Monday, July 2, 2018

Let’s Make Cape Town’s Current Water Restrictions Permanent

The skies have opened over Cape Town and the rest of the Western Cape during the past few weeks, providing much needed relief from the ongoing severe drought the region has faced over the last several years. Lush green fields and forests and streaming waterfalls off of Table Mountain signal a return to rainfall patterns that are more normal for this time of year. This month’s rains have catapulted dam levels to over 42% capacity, higher than this time last year and 2016, although still far below recent historical levels.

The auspicious weather has resulted in the hopeful, if guarded, pronouncement by the City of Cape Town’s Deputy Mayor Ian Neilson that ‘Day Zero’ will likely be avoided in both 2018 and 2019. This is assuming, however, that the rains continue and that existing water restriction levels are maintained.

The City’s current water restrictions are, by many standards, exceptional within a modern developed context. For residential households, whose usage constitutes up to 70 percent of the City’s overall usage, these restrictions mean limiting daily consumption to 50 litres of water per person per day. While the City’s population has yet to achieve this goal, it has consistently come close over the past calendar year, halving domestic water consumption compared to before the drought. For the sake of comparison, in the wake of California’s own historic drought a few years ago, Californians’ daily consumption in 2017 averaged between 272-363 litres, roughly five times that of Capetonians.

Notwithstanding the recovering dam levels and Capetonians’ heroic conservation measures, short-term projections and long-term scientific forecasts indicate that returning to previous water consumption levels would likely imperil Cape Town’s water security. Even under current consumption levels, improbably high sustained rainfall would be needed over the next year in order to erase the impact of the recent drought. Capetonian poet and water writer Helen Moffett writes that expecting this amount of rain would be “like rolling the dice, coming up with six, and assuming that the next eleven times it rolls, it's going to come up six again.” Yet some observers expect only an averagely wet winter, meaning the odds look even worse for gambling that this will be an exceptional year. More likely, it will take years of “average” rainfall to return to normal dam levels. In the longer term, the climatologists forecast a 2-17 percent reduction in annual run-off by 2050, meaning that the Western Cape could see a reduction in daily yield of 160 million litres, the equivalent to roughly one quarter to one third of daily output today.

With these predictions of the future, and with the experience and knowledge that the past six months of drought restrictions have brought, why not take the bold move to establish the current restrictions as the new normal? The restrictions, along with an impressive citywide advertising campaign, have helped bring about behavioural changes in the way individuals and households manage water, changes that could be reinforced by making the current expectations permanent.

The City and Provincial governments may risk losing these water conservation gains based on near-term policy decisions. A return to more lenient water restriction levels will undoubtedly lower expectations about conservation and lead to increased consumption. On the other hand, continuing to justify the current restrictions as part of an emergency response to the unprecedented drought may fatigue citizens as they tire of maintaining a perpetual sense of urgency about water resources. Now is the time for the government to pivot from framing the current restrictions as extraordinary to establishing them as the expected baseline. Re-writing the water regulations to require current conservation efforts as the new normal will help to do this.
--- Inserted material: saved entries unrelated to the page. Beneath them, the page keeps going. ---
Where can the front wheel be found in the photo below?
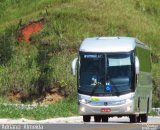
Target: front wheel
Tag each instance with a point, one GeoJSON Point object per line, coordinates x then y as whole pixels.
{"type": "Point", "coordinates": [97, 118]}
{"type": "Point", "coordinates": [86, 118]}
{"type": "Point", "coordinates": [104, 118]}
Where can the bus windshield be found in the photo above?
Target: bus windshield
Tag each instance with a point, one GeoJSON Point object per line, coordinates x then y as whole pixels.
{"type": "Point", "coordinates": [105, 74]}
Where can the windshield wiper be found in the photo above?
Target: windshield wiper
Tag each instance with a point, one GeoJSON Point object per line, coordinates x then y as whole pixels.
{"type": "Point", "coordinates": [95, 87]}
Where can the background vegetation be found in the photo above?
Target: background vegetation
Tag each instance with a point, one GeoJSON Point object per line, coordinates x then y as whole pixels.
{"type": "Point", "coordinates": [44, 64]}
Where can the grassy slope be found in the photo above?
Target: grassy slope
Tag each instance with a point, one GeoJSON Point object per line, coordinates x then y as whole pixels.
{"type": "Point", "coordinates": [68, 22]}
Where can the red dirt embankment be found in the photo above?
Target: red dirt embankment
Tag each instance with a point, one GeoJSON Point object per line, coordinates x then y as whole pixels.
{"type": "Point", "coordinates": [27, 30]}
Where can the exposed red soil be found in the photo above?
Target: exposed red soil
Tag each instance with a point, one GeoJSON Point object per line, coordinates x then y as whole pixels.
{"type": "Point", "coordinates": [26, 31]}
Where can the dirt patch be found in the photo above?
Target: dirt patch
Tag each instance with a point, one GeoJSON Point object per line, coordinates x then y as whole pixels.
{"type": "Point", "coordinates": [25, 32]}
{"type": "Point", "coordinates": [50, 98]}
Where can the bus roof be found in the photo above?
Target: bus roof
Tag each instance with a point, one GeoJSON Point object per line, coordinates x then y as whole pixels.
{"type": "Point", "coordinates": [110, 44]}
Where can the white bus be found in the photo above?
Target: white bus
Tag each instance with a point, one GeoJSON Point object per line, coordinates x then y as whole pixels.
{"type": "Point", "coordinates": [113, 79]}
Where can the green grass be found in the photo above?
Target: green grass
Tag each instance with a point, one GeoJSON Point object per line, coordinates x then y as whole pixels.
{"type": "Point", "coordinates": [64, 108]}
{"type": "Point", "coordinates": [33, 67]}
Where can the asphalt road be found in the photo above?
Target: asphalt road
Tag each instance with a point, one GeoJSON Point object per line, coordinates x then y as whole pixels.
{"type": "Point", "coordinates": [76, 123]}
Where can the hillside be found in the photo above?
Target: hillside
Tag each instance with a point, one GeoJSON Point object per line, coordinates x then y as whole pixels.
{"type": "Point", "coordinates": [31, 70]}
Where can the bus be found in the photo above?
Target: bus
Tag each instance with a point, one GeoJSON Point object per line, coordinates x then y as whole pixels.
{"type": "Point", "coordinates": [113, 79]}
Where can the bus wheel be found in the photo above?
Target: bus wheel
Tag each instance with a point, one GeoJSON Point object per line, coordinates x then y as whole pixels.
{"type": "Point", "coordinates": [97, 118]}
{"type": "Point", "coordinates": [138, 119]}
{"type": "Point", "coordinates": [144, 117]}
{"type": "Point", "coordinates": [86, 118]}
{"type": "Point", "coordinates": [104, 118]}
{"type": "Point", "coordinates": [133, 118]}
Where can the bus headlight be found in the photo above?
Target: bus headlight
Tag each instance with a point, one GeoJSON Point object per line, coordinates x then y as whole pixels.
{"type": "Point", "coordinates": [84, 101]}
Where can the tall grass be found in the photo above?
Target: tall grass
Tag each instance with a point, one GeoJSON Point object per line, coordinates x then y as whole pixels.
{"type": "Point", "coordinates": [67, 23]}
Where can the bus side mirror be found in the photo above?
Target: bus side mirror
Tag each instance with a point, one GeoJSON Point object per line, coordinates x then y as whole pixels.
{"type": "Point", "coordinates": [73, 67]}
{"type": "Point", "coordinates": [137, 65]}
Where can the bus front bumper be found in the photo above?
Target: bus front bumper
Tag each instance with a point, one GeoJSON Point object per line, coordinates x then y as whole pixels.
{"type": "Point", "coordinates": [122, 109]}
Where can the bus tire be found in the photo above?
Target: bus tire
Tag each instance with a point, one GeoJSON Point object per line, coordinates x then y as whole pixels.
{"type": "Point", "coordinates": [104, 118]}
{"type": "Point", "coordinates": [144, 117]}
{"type": "Point", "coordinates": [97, 118]}
{"type": "Point", "coordinates": [138, 119]}
{"type": "Point", "coordinates": [133, 118]}
{"type": "Point", "coordinates": [86, 118]}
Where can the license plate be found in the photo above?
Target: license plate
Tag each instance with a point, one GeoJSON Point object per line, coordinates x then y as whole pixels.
{"type": "Point", "coordinates": [105, 109]}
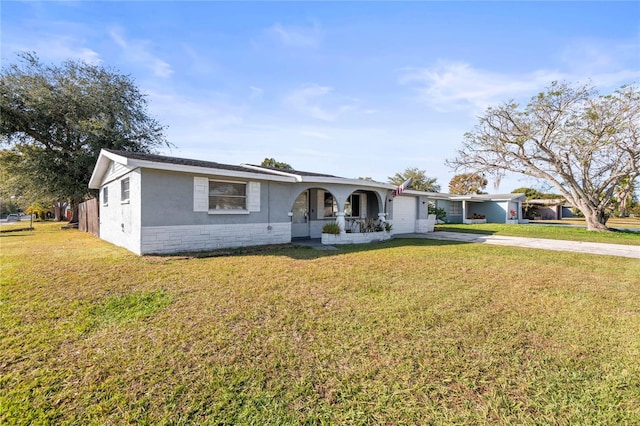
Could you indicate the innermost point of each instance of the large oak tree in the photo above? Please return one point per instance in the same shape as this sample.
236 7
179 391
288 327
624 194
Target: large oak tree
55 120
582 143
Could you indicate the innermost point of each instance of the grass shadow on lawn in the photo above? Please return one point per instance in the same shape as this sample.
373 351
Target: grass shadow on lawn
302 252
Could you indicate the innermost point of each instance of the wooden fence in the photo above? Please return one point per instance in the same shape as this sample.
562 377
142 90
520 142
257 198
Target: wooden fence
88 214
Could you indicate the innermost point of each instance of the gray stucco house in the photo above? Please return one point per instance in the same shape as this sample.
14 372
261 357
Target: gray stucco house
158 204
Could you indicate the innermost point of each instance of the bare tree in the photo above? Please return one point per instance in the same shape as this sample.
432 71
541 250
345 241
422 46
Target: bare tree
419 180
582 143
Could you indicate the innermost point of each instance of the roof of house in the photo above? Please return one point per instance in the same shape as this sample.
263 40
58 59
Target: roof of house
175 160
250 171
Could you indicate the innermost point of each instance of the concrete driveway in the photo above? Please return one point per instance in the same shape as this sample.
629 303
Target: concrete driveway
539 243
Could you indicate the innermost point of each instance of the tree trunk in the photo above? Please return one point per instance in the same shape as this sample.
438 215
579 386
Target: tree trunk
596 220
75 218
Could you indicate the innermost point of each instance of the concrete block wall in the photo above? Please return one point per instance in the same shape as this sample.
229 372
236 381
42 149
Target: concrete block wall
184 238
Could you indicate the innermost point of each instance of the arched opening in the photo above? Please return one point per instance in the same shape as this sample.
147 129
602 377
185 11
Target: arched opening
311 209
362 210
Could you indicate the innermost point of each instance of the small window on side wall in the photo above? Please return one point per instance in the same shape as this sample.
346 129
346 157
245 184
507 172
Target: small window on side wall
124 190
227 195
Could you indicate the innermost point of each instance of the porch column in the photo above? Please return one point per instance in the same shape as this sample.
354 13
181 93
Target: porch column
341 222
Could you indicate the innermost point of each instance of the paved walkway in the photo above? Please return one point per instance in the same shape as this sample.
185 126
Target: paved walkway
539 243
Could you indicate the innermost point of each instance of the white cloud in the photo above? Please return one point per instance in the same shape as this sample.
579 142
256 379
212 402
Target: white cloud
139 51
55 48
456 85
307 101
296 36
256 92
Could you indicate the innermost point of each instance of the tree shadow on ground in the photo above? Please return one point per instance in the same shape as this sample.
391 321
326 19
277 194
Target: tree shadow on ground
305 252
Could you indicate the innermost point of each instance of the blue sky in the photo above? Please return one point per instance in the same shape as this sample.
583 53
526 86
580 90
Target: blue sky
347 88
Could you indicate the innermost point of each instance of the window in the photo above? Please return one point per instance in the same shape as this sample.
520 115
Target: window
352 206
330 205
124 190
455 208
227 195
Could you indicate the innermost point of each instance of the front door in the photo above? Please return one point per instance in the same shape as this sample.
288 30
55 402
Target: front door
300 219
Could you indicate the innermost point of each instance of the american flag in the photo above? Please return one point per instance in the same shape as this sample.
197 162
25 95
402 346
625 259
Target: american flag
402 187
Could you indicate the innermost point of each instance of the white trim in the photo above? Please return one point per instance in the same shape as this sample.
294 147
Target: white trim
200 194
228 211
253 196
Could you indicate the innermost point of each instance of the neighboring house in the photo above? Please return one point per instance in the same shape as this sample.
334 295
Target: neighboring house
157 204
548 209
495 208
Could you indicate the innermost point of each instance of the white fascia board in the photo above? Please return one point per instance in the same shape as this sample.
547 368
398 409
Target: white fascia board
205 170
344 181
101 167
298 178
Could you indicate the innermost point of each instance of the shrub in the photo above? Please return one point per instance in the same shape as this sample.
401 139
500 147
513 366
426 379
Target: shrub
331 228
440 213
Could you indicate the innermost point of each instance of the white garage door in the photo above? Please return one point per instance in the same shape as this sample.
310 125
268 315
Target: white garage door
405 212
Obviously some of the current 6b restrictions would have to be adjusted in order to allow for responsible activities once the immediate severity of the drought has been overcome. The City has already shown its ability to adapt its regulatory approach in response to lessons learned during this drought. In addition, adoption of regulations is not sufficient; enforcement, publicity and investment must follow, while the government must also prioritize improving water access to those communities who lack it. However, now is the time to take the momentum that has propelled the City to the forefront of water conservation stewardship and leverage it to establish a new standard for water responsibility.